Moussa Khan had just been making his way back from a long day’s work at a copper mine south of Kabul thinking about the son he lost a week earlier to a landmine blast. That day, Khan too stepped on a landmine.
Seven months later, Khan, his lined face wrinkled in concentration, still struggles to find his balance with a prosthetic limb in place of his right leg.
“When I heard the bang, I suddenly found myself flung nine meters away. May God punish them all,” raved Khan, 50, his frail body clothed in a blue grayish traditional Afghan long shirt and baggy trousers.
PHOTO: REUTERS
Who planted the mine?
In Afghanistan, with its three decades of conflict, it could have been the “Russians, the Communists, the Taliban”, he said.
Last year alone, landmines caused 5,197 casualties worldwide, a third of them children, according to the International Campaign to Ban Landmines (ICBL).
Countries will gather in Cartagena, Colombia, from today to Friday for a major review conference of the ten-year-old Ottawa Mine Ban Treaty, which has been ratified by 156 states, the ICBL says.
Large countries such as the US, Russia, Pakistan and India have yet to sign up, but campaigners hope to persuade them.
Some 44 million stockpiled anti-personnel mines have been destroyed over the past decade by states under the treaty. But in Afghanistan, vast undetected areas remain covered in mines.
An orthopedic center run by the International Committee for the Red Cross in Kabul registered 842 amputees in the first 10 months of this year, three quarters of them victims of land mines.
The center provides prosthetic limbs and designs wheelchairs and crutches for disabled patients. Najmuddin Helal, head of the orthopedic center and a mine victim himself, said more than 90 percent of the employees are disabled.
“We call it discrimination, but positive discrimination,” he said.
Amputee employees, having been through the trauma of an accident and learning to live with an artificial limb can better relate to patients affected by a similar experience, he said.
“To lose part of the body is not easy to accept. When they [patients] come here of course they are so disappointed and they are depressed,” Helal said.
“In a way it helps them to see many other disabled here, who can get prostheses and can walk again. It’s a hope for them, to help them psychologically. They see that with a disability, life will not stop.”
The center, a sprawling maze of workshops, clinics and a gymnasium-like space for patients to test their prostheses, focuses a lot of work on social reintegration of its patients.
Amputee patients are encouraged to continue education, learn a trade or work at the centre if there is room for them.
The center offers a US$600 micro-loan to be paid over 18 months for patients who want to start their own business, such as selling goods in a shop. So far about 6,000 people have been the beneficiaries of that project.

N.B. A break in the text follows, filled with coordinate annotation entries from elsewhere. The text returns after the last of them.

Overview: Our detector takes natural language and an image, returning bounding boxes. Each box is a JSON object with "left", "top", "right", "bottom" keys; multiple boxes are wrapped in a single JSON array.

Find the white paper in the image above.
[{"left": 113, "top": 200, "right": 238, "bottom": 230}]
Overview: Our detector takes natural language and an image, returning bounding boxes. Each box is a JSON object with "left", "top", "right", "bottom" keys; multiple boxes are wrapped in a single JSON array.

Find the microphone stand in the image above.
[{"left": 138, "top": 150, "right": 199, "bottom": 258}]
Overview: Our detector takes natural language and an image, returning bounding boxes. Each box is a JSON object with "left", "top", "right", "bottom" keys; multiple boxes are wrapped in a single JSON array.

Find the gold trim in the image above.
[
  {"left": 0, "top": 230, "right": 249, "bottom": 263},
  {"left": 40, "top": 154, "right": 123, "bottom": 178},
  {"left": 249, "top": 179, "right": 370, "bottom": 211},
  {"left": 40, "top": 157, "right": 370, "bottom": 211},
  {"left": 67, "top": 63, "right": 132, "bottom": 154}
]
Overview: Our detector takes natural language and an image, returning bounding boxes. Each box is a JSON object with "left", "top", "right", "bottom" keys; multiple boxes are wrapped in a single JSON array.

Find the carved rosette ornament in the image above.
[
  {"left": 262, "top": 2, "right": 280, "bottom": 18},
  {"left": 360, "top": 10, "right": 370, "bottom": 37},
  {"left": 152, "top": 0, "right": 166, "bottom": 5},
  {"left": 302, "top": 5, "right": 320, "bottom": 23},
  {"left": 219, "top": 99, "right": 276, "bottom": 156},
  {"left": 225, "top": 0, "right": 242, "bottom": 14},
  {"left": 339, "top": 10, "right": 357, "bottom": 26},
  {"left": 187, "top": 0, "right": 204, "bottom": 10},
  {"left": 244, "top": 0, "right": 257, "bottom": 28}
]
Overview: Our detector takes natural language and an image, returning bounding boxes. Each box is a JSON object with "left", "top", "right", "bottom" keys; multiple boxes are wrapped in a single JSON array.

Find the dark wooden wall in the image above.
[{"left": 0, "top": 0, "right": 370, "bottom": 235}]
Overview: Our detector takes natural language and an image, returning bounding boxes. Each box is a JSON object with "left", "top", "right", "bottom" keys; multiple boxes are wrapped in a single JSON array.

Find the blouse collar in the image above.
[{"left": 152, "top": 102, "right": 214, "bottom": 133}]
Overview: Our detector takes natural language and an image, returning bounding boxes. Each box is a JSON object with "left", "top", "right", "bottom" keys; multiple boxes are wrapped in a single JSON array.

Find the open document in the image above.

“To find jobs for non-disabled people in Afghanistan is almost impossible, for the disabled it makes it worse,” Helal said.
Throughout Afghanistan’s tumultuous history, warring factions have changed and frontlines have shifted, leaving the country littered with landmines and little mapping system to locate them.
“To put the mine, it is very easy. But to clear them, is so difficult,” Helal said.
About 650km² of Afghanistan is still littered with mines, said Shahab Hakimi, head of Afghanistan’s Mine Detection Dog Center (MDC), which trains bomb-sniffing dogs and carries dangerous out mine clearance work.
It’s an area almost the size of New York City. Assuming security and funds are available, MDC could clear it in four to five years, Hakimi said.
In Tangi Sayedan village south of Kabul, a team of some 20 de-miners use mine-sensor tools and sniffer dogs to detect mines. It is dangerous, painstaking work. Between 30 and 35 MDC workers have been killed on the job and 25 permanently disabled.
The organization has dug up mines manufactured in places as far-flung as Egypt, Italy, Iran, India, Pakistan and Russia.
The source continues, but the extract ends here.